A total of 67 people were charged Tuesday with running an open-air drug market on the West Side, as the result of an investigation that began with undercover officers posing as crooked cops.
The drug market centered around a low-rise complex in the 1800 block of South Karlov Avenue known as “The Square,” and was operated by the New Breeds street gang, according to a U.S. Department of Justice news release.
“Unfortunately for the people who live in ‘The Square,’ for the last few years that was a fortress that was taken over by a gang,” said U.S. Attorney Patrick Fitzgerald.
Authorities say the New Breeds gang, an offshoot of the Black Gangster Disciples, ran a retail drug sale operation out of the complex. They allegedly sold cocaine, crack cocaine, heroin, marijuana and guns to anybody with the cash.
According to the FBI, the gang members were doing business worth $15,000 a day, more than $5 million a year. Thanks to undercover Chicago cops, FBI wiretaps and informants, the gang has been busted.
Fifty-six alleged New Breed gang members and associates were charged in an unsealed complaint accompanied by a 166-page FBI affidavit. Authorities said 11 others were charged in related state and federal cases.
Officials said 43 of those charged were in custody by late Tuesday as 16 SWAT teams and hundreds of other officers and federal agents fanned out to make arrests.
Also seized in Tuesday's sweep were more than a kilogram of heroin, two kilograms of cocaine, seven guns, thousands of dollars in cash, a bulletproof vest and four automobiles.
"Each of the federal defendants in this case if convicted will face at least 10 years in prison, so they won't be back anytime soon," Robert D. Grant, special agent in charge of the FBI's Chicago office, said at a news conference called to announce the crackdown.
Federal officials said that drug sales in The Square were dominated by a family named Covens. One brother, Terrell Covens, is president of the recording label Projectic Groupent, officials said. The other, Trevel Covens, was described as an aspiring rap artist and the lead singer in The Brick Boys -- so named because drug dealers call The Square "the bricks."
The investigation began in November of last year, when undercover officers posing as “dirty cops” approached alleged New Breeds member Ronald Turner and seized several bags of crack cocaine.
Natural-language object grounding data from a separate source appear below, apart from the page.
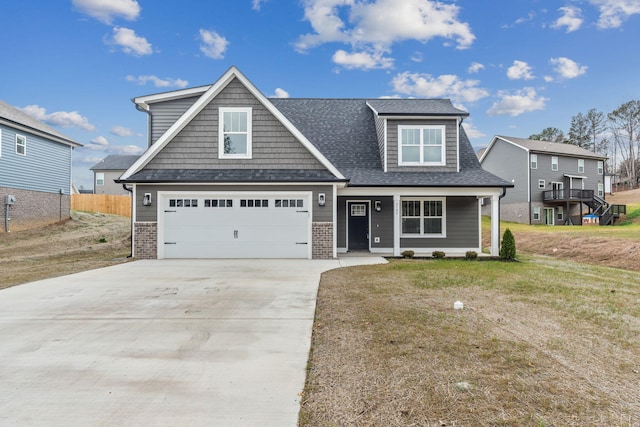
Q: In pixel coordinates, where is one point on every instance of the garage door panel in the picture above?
(239, 226)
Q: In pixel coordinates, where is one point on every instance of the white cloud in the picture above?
(567, 68)
(444, 86)
(475, 67)
(614, 12)
(372, 27)
(522, 101)
(65, 119)
(122, 131)
(571, 18)
(361, 60)
(107, 10)
(281, 93)
(213, 44)
(157, 81)
(519, 71)
(130, 43)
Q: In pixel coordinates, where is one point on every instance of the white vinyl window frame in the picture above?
(241, 119)
(422, 145)
(422, 215)
(21, 145)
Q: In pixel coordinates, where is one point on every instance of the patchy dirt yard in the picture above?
(85, 242)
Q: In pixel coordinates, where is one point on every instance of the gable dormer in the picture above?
(418, 135)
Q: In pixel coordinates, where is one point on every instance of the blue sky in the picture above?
(516, 66)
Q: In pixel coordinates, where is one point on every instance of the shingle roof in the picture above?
(115, 162)
(415, 107)
(233, 175)
(20, 118)
(552, 147)
(344, 131)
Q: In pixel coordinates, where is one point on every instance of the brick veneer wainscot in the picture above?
(146, 243)
(322, 238)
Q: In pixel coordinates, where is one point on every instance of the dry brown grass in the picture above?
(539, 343)
(86, 242)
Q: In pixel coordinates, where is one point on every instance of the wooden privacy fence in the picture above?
(104, 203)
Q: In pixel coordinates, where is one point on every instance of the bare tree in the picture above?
(625, 127)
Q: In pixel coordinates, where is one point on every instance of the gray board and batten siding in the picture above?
(320, 213)
(196, 146)
(510, 163)
(451, 145)
(46, 167)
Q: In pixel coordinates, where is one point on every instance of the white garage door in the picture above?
(234, 225)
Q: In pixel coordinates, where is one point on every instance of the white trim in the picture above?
(248, 132)
(203, 101)
(422, 234)
(347, 212)
(422, 145)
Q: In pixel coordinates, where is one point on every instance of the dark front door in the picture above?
(358, 225)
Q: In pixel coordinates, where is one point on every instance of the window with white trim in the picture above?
(21, 145)
(234, 132)
(536, 213)
(423, 217)
(421, 145)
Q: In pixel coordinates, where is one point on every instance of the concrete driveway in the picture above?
(161, 343)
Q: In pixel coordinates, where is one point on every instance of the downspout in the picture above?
(130, 190)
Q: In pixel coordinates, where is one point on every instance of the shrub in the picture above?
(407, 254)
(508, 247)
(471, 255)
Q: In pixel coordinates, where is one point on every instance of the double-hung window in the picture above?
(423, 217)
(421, 145)
(234, 133)
(21, 145)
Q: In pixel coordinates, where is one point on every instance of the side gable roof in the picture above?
(116, 162)
(16, 118)
(203, 101)
(544, 147)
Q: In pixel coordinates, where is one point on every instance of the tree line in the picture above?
(615, 135)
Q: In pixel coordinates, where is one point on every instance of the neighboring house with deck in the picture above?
(554, 183)
(109, 169)
(35, 171)
(230, 173)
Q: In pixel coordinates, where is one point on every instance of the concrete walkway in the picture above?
(161, 343)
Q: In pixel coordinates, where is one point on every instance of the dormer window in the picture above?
(421, 145)
(234, 133)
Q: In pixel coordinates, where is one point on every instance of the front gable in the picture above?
(193, 141)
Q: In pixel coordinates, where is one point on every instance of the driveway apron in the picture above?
(162, 343)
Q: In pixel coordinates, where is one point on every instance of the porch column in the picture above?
(495, 225)
(396, 225)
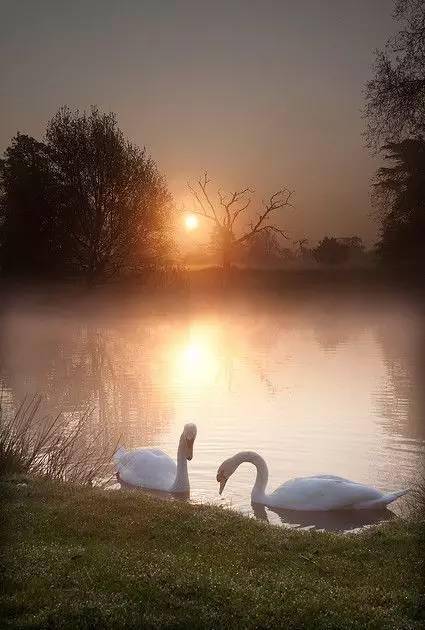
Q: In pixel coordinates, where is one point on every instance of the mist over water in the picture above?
(331, 385)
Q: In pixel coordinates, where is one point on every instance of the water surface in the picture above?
(330, 385)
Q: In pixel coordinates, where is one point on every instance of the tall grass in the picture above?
(57, 447)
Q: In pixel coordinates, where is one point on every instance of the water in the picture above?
(326, 385)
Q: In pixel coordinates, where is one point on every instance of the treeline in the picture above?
(395, 115)
(84, 202)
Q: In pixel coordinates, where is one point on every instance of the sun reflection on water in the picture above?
(196, 359)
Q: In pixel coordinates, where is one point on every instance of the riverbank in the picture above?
(76, 557)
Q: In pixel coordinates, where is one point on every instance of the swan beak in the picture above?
(223, 481)
(189, 451)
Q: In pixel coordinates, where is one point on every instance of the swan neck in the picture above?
(258, 494)
(181, 482)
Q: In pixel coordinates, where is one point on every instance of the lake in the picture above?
(331, 384)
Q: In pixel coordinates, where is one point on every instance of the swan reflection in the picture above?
(333, 521)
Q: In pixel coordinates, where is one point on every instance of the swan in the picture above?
(317, 493)
(153, 469)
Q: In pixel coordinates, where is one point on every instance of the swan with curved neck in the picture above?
(316, 493)
(153, 469)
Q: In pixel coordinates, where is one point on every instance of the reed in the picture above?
(62, 447)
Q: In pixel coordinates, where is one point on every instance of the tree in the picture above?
(331, 251)
(227, 211)
(395, 97)
(85, 201)
(29, 215)
(116, 203)
(399, 196)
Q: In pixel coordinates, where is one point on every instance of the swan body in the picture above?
(153, 469)
(316, 493)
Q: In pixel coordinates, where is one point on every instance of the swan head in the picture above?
(188, 437)
(225, 471)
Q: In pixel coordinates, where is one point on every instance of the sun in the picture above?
(191, 222)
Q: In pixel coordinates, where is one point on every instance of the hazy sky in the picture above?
(262, 93)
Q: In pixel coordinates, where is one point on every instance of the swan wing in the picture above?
(148, 468)
(322, 492)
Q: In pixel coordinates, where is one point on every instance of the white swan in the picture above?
(152, 468)
(318, 493)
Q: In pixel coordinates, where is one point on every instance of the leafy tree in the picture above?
(86, 200)
(331, 251)
(116, 203)
(395, 97)
(226, 213)
(28, 209)
(399, 195)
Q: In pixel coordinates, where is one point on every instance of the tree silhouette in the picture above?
(331, 251)
(399, 196)
(227, 211)
(85, 201)
(115, 200)
(29, 213)
(395, 97)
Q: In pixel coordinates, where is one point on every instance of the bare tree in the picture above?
(227, 211)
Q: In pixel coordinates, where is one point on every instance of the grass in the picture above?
(78, 557)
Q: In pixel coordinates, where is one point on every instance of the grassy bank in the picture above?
(84, 558)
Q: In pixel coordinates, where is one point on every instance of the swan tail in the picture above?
(383, 501)
(118, 454)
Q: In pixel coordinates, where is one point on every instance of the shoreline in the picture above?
(77, 557)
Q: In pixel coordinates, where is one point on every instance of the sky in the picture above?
(263, 93)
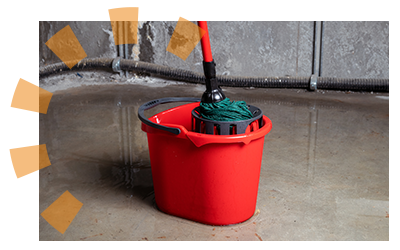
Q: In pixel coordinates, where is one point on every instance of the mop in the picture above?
(214, 104)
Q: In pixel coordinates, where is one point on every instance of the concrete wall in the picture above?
(348, 49)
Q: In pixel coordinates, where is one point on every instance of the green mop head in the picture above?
(225, 110)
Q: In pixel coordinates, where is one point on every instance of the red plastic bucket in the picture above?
(212, 179)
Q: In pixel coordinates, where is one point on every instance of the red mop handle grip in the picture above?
(205, 42)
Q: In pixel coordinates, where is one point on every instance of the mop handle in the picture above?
(205, 42)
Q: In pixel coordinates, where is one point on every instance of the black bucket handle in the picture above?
(156, 102)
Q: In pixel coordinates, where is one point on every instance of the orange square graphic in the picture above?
(62, 211)
(29, 159)
(25, 160)
(25, 96)
(185, 38)
(124, 23)
(66, 46)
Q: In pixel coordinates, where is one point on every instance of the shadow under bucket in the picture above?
(212, 179)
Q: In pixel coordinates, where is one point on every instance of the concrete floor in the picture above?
(324, 174)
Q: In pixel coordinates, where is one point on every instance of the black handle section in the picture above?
(153, 103)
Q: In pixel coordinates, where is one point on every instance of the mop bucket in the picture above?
(212, 179)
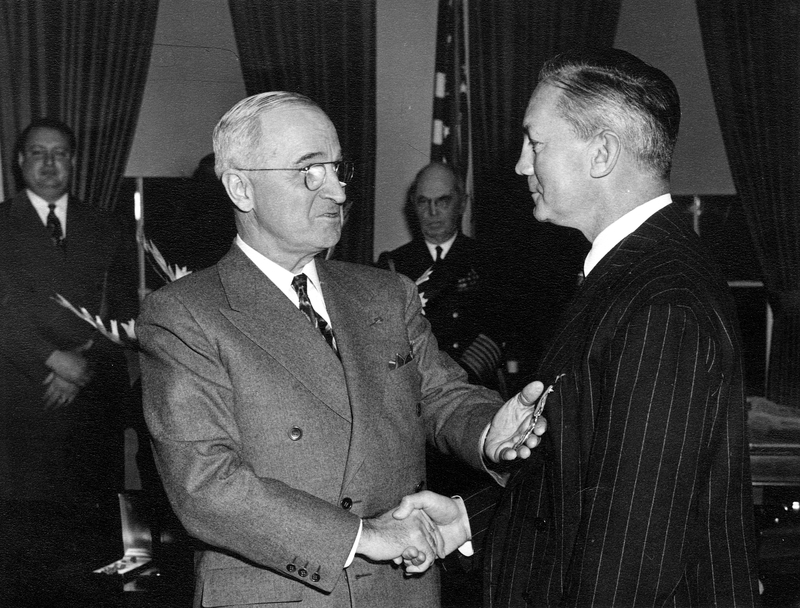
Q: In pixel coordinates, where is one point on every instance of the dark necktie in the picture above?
(299, 284)
(54, 227)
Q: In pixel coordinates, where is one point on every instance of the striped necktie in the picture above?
(54, 227)
(299, 284)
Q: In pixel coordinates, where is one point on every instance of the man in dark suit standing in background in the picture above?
(290, 398)
(459, 300)
(640, 494)
(61, 383)
(464, 310)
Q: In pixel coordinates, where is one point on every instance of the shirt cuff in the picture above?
(465, 549)
(352, 555)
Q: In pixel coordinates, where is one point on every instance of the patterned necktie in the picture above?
(54, 226)
(299, 284)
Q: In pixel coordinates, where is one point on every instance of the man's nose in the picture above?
(334, 189)
(524, 164)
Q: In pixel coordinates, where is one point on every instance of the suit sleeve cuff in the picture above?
(500, 478)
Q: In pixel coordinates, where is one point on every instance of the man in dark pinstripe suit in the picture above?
(640, 495)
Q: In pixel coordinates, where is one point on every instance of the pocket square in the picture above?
(399, 360)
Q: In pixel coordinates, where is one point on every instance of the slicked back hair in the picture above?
(238, 133)
(612, 89)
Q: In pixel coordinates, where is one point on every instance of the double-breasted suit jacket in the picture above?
(76, 450)
(640, 494)
(271, 448)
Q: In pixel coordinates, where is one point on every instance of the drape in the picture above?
(753, 53)
(324, 49)
(83, 62)
(509, 42)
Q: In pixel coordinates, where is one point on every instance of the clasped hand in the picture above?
(427, 525)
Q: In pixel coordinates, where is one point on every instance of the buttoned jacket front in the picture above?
(271, 448)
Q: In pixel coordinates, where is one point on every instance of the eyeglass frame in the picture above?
(348, 165)
(442, 203)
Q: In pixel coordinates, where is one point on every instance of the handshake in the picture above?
(423, 527)
(426, 525)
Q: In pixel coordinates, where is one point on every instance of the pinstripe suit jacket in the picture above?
(640, 495)
(270, 447)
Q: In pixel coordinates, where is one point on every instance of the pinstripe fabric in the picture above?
(640, 494)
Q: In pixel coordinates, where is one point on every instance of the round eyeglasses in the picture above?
(315, 173)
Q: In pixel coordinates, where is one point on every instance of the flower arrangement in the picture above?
(112, 332)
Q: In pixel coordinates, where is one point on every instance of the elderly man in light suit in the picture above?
(290, 398)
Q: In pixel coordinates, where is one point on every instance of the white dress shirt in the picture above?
(282, 279)
(445, 246)
(619, 229)
(43, 209)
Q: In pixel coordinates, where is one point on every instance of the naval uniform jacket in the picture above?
(640, 493)
(460, 299)
(271, 448)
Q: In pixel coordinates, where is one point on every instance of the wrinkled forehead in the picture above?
(45, 137)
(298, 133)
(543, 106)
(435, 183)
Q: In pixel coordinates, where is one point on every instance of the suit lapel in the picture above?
(261, 311)
(359, 325)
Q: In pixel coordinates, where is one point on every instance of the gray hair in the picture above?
(612, 89)
(238, 132)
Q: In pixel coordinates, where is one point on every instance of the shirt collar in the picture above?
(445, 246)
(278, 274)
(40, 203)
(619, 229)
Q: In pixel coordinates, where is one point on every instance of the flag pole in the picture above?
(138, 213)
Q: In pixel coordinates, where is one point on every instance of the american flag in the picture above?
(450, 142)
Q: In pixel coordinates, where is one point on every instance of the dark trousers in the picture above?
(48, 551)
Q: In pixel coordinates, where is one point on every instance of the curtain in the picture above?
(450, 134)
(324, 49)
(509, 42)
(753, 55)
(83, 62)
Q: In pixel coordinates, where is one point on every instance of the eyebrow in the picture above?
(314, 156)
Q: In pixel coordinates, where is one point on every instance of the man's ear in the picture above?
(239, 188)
(605, 151)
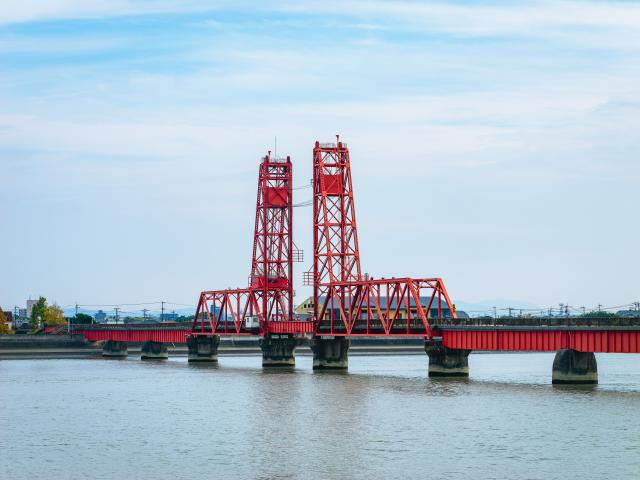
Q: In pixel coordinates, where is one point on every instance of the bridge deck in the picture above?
(619, 335)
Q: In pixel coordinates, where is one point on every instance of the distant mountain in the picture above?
(483, 307)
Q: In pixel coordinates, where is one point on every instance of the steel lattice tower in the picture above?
(336, 256)
(271, 265)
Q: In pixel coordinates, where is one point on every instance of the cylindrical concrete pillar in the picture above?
(154, 351)
(278, 350)
(203, 348)
(446, 362)
(114, 349)
(573, 367)
(330, 353)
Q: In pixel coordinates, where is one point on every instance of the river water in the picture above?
(384, 419)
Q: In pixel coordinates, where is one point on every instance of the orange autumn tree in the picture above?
(53, 315)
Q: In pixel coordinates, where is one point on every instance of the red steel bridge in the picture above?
(346, 302)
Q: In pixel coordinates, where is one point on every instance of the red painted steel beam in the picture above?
(582, 340)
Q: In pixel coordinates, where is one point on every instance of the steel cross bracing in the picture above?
(345, 303)
(266, 305)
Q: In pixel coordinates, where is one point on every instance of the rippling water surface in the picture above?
(384, 419)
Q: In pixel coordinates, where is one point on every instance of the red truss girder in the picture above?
(374, 307)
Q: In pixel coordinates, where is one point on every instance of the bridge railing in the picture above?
(541, 322)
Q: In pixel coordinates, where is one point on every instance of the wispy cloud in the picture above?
(464, 119)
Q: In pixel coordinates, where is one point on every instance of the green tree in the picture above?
(53, 315)
(5, 329)
(82, 319)
(37, 314)
(600, 314)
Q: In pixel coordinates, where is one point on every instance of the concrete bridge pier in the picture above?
(154, 351)
(114, 349)
(278, 350)
(446, 362)
(330, 353)
(573, 367)
(203, 348)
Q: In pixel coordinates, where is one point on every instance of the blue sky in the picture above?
(494, 144)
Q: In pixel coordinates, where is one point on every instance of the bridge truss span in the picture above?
(375, 307)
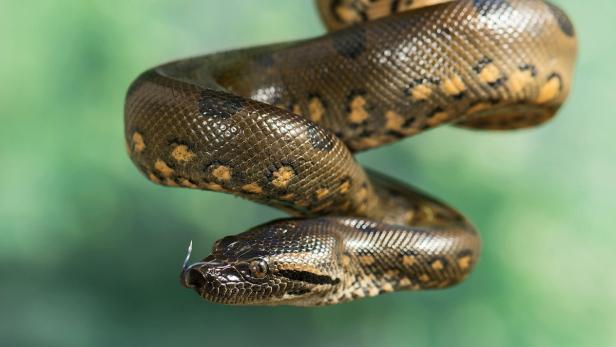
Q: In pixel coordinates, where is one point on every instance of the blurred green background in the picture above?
(90, 251)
Turner tried to make a deal with the officers to get the drugs back in exchange for a high-powered rifle, the release said.
After five telephone conversations, Turner told the officer he would bring an AK-47 rifle in return for the drugs, but he instead brought the officer a disassembled sawed-off shotgun, and because it was not an AK-47, the officer, still playing in the ruse, did not return the drugs, the release said.
Turner was arrested on March 16 by Chicago Police officers after being found with a silver handgun, the release said.
Ultimately, the investigation into Turner’s actions led to 13 federal search warrants, which resulted in the 67 arrests, the release said.
Turner, 25, was among those arrested or wanted, along with alleged gang leaders Terrell, Trevel and Lavell Covens, who are accused of being the ringleaders of the operation. They were all charged with participating in a drug distribution conspiracy that sold powder and crack cocaine, heroin, and marijuana in “The Square.”
“It’s no secret that the new organized crime in Chicago is the street gang. They’re very violent, and they make their living from the sale of street level narcotics,” said Police Supt. Phil Cline.
Cline said the undercover officers were extraordinarily brave because surveillance police who normally watch them, ready to go to the rescue if their cover is blown, were unable to see them once they were inside the housing complex.
“The New Breeds gang did not get the message from prior federal sweeps – if you engage in the street gang-controlled distribution of narcotics and use firearms, you expose yourself to federal prosecution that will relocate you for many years – in prison,” Fitzgerald said in the release. “Today, the (Chicago Police Department) and the FBI delivered that message again. The officers and agents put their own safety at risk to free this community from the grip of a gang.”
The defendants who are in custody will appear before U.S. Magistrate Judge Michael Mason in the federal courthouse downtown Wednesday morning.
“We have good days and we have bad days. Today was a good day for law enforcement, a bad day for the New Breeds Gang,” said the FBI’s Robert Grant.